Accounting for the phonetic value of nonspeech sounds
- Author(s): Finley, Gregory Peter;
- Advisor(s): Johnson, Keith A.;
- et al.
The nature of the process by which listeners parse auditory inputs into the phonetic percepts necessary for speech understanding is still only partially understood. Different theoretical stances frame the process as either the action of ordinary auditory processes or as the workings of a specialized speech perception system or module. Evidence that speech perception is special, at least on some level, can be found in perceptual phenomena that are associated with speech processing but not observed with other auditory stimuli. These include effects known to be related to top-down linguistic influence or even to the listener’s parsing of the speaker’s articulatory gestures.

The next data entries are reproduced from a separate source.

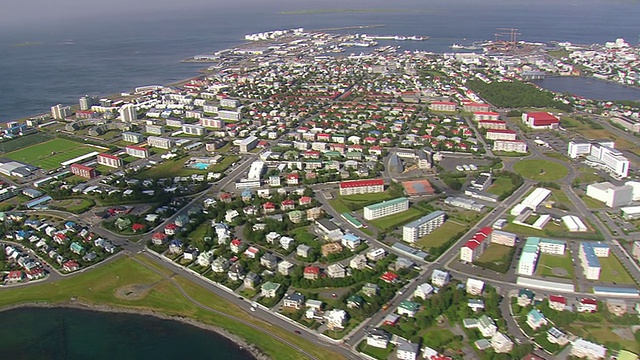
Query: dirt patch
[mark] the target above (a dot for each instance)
(133, 291)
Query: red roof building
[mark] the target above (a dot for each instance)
(361, 186)
(540, 120)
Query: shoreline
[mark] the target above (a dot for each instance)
(256, 352)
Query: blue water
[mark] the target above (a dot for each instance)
(118, 45)
(591, 88)
(70, 334)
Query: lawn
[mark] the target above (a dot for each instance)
(23, 142)
(540, 170)
(441, 235)
(546, 264)
(613, 271)
(500, 186)
(389, 222)
(100, 286)
(377, 353)
(48, 155)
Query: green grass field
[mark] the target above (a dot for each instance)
(547, 262)
(48, 155)
(494, 253)
(389, 222)
(540, 170)
(441, 235)
(102, 285)
(500, 186)
(612, 271)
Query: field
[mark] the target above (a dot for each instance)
(441, 235)
(547, 263)
(497, 257)
(157, 292)
(613, 272)
(48, 155)
(389, 222)
(540, 170)
(500, 186)
(23, 142)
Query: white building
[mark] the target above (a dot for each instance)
(386, 208)
(589, 253)
(128, 113)
(519, 146)
(611, 195)
(415, 230)
(586, 349)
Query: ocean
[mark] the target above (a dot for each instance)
(99, 50)
(72, 334)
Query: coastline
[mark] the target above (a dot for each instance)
(242, 344)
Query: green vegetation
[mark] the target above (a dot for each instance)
(546, 264)
(540, 170)
(350, 203)
(497, 258)
(613, 271)
(389, 222)
(111, 285)
(377, 353)
(516, 94)
(48, 155)
(23, 142)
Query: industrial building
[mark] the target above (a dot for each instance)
(589, 253)
(386, 208)
(414, 230)
(611, 195)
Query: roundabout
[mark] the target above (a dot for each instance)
(541, 170)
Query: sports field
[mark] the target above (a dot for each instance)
(48, 155)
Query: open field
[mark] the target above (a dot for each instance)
(540, 170)
(441, 235)
(100, 287)
(389, 222)
(48, 155)
(547, 263)
(612, 271)
(500, 186)
(23, 142)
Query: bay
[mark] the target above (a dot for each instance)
(100, 50)
(70, 334)
(589, 87)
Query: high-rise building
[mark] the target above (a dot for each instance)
(128, 113)
(87, 101)
(60, 112)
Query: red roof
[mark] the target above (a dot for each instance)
(542, 118)
(389, 276)
(359, 183)
(311, 270)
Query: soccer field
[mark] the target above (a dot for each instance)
(48, 155)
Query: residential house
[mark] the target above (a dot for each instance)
(535, 319)
(370, 289)
(501, 343)
(285, 268)
(293, 300)
(409, 308)
(336, 271)
(269, 289)
(251, 280)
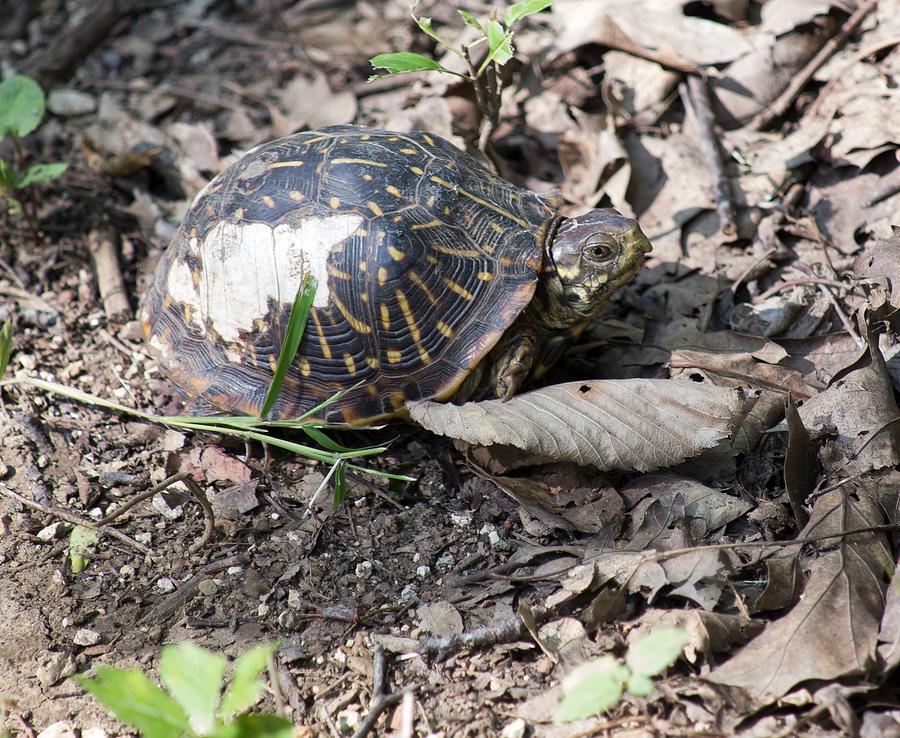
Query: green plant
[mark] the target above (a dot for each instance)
(193, 702)
(244, 427)
(599, 685)
(21, 112)
(494, 35)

There is mounting evidence, however, that these phenomena are not always restricted to speech stimuli: some nonspeech sounds, under certain presentation conditions, participate in these phonetic processes as well. These findings are enormously relevant to the theory of speech perception, as they suggest that a sharp speech/nonspeech dichotomy is untenable. Even more promising, they offer a way of reverse-engineering those aspects of speech perception that do not have a simple psychophysical explanation by observing how they react to stimuli that are carefully controlled, and may even be missing elements that are always present in speech. Experimental work that has attempted to do so are reviewed and discussed.
Original work extending these findings for two types of nonspeech stimuli is also presented. Under the first set of experiments, compensation for coarticulation is tested on a speech fricative target with a nonspeech context vowel (a synthesized glottal source with a single formant resonance). Results show that this nonspeech does induce a reliable context effect which cannot be due to auditory contrast. This effect is weaker than that induced by speech vowels, suggesting that listeners apply phonetic processing to a degree influenced by the plausibility of an acoustic event.

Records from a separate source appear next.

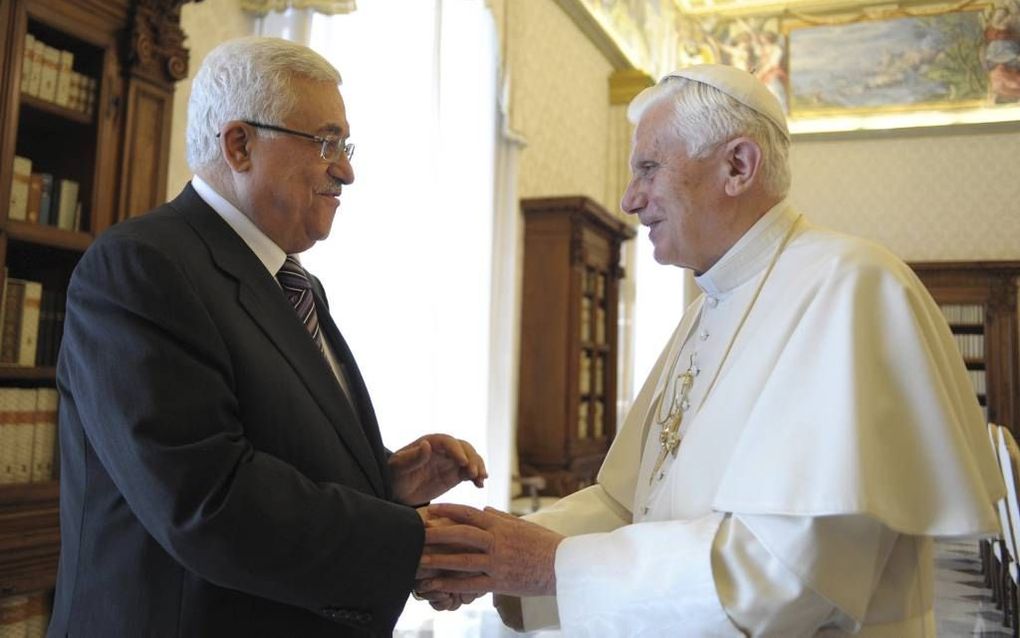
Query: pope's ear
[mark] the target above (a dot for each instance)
(236, 140)
(744, 158)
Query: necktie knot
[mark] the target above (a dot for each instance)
(298, 288)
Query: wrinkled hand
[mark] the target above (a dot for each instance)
(431, 465)
(491, 550)
(440, 600)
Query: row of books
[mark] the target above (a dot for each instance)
(959, 313)
(24, 617)
(28, 435)
(47, 72)
(971, 346)
(31, 324)
(41, 198)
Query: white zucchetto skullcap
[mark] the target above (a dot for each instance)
(738, 85)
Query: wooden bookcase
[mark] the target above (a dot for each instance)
(979, 300)
(118, 154)
(568, 352)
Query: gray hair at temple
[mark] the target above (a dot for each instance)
(705, 116)
(247, 79)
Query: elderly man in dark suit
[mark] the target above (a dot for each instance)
(222, 472)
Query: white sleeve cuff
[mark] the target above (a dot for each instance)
(652, 579)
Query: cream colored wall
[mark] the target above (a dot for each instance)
(206, 25)
(935, 194)
(559, 102)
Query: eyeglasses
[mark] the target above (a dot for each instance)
(332, 147)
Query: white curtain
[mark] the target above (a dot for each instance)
(408, 267)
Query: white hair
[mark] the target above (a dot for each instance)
(705, 116)
(247, 79)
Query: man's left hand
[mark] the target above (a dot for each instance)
(482, 551)
(431, 465)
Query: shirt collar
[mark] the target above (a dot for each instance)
(271, 255)
(751, 253)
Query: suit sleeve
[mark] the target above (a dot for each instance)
(151, 379)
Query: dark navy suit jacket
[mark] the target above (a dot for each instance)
(215, 480)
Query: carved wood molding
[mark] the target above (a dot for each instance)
(156, 47)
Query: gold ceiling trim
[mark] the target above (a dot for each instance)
(818, 11)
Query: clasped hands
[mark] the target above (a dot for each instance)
(469, 552)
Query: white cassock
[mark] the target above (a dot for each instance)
(830, 432)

In the second set, listeners matched frequency-modulated tones to time-aligned visual CV syllables, in which rounding on the consonant and vowel varied independently. Results are consistent with those obtained in previous experiments with non-modulated tones: high tones are paired with high front vowel articulation, low tones with (back) rounded articulation. It is shown that this pitch-vowel correspondence is extensible to contexts that include spectrotemporal modulation at rates similar to speech. These findings are support for considering this effect to be a product of ordinary speech production rather than an unexplained idiosyncrasy in the auditory system.

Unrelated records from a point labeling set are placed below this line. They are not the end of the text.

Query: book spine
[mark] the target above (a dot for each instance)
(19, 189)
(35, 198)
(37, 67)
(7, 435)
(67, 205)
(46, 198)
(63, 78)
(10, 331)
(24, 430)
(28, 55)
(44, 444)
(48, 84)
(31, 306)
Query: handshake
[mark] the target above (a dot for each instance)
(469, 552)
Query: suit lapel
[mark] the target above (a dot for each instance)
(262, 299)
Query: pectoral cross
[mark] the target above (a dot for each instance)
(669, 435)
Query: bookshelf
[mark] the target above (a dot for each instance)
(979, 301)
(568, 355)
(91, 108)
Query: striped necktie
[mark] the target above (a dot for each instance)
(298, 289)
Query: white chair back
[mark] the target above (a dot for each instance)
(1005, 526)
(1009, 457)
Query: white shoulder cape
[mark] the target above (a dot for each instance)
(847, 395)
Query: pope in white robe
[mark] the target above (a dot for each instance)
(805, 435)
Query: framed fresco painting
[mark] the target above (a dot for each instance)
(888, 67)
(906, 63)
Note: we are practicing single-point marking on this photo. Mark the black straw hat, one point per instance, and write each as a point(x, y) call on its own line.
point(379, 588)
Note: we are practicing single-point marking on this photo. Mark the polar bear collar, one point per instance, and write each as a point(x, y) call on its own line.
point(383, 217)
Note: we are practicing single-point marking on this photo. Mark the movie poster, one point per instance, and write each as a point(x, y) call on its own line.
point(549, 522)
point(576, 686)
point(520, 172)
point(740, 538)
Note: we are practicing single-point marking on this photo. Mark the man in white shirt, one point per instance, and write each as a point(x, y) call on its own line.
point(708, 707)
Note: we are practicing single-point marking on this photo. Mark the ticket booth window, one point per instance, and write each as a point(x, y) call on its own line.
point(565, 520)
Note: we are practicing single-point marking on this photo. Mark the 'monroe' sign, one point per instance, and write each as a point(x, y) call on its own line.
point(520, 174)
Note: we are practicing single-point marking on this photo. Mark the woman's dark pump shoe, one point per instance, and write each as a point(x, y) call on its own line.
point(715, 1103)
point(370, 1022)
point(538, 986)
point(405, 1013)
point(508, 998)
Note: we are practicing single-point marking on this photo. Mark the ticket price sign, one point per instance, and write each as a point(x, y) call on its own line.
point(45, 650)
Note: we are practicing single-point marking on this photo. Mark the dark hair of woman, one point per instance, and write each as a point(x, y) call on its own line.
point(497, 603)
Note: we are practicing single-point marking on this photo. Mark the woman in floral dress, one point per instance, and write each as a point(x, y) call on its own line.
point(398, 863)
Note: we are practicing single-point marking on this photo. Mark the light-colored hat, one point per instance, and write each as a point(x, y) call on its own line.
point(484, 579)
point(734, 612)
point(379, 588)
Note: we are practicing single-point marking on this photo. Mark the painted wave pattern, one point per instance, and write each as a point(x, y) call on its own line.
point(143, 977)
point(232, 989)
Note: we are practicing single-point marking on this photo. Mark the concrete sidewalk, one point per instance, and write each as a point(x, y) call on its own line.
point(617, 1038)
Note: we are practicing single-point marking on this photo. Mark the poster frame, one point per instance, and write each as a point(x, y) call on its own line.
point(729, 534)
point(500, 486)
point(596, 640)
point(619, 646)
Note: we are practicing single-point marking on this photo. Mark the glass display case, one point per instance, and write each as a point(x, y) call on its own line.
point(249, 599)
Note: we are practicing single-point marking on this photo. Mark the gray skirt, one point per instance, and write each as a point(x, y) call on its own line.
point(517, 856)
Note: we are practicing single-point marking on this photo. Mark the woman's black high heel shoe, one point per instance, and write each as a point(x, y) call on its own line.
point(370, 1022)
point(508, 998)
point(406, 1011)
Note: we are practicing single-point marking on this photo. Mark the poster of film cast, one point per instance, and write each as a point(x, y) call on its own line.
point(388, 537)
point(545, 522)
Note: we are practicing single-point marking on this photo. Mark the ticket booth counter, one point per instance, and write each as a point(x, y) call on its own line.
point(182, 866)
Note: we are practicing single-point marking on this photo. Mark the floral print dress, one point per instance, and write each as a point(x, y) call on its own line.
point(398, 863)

The correspondences between nonspeech and speech sounds as reviewed and as noted in the above experiments were further evaluated on a spectral level. Much research has been done into modeling how listeners categorize speech spectra, and some of this research has identified certain cues as critical to phonetic categorization. Some of these models are further evaluated on nonspeech sounds: processing strategies that are indeed similar to human processing should predict the same phonetic categorizations, even on nonspeech, that human listeners perform. A comparison of full-spectrum versus formant-based models shows that the former much more accurately capture human judgments on the vowel quality of pure tones, and are also fairly effective at classifying formant-derived sine wave speech. Derived spectral measures, such as formants and cepstra are well tuned for speech but generally unable to imitate human performance on nonspeech.
All of these experiments support the notion that phonetic categorization for vowels and similar sounds operates by comparing spectral templates rather than highly derived spectral features such as formants. The observed correspondences between speech and nonspeech can be explained by spectral similarity, depending on both the presence and absence of spectral energy. More generally, the results support an inference-based understanding of speech perception in which listeners categorize based on maximizing the likelihood of an uttered phone given auditory input and scene analysis.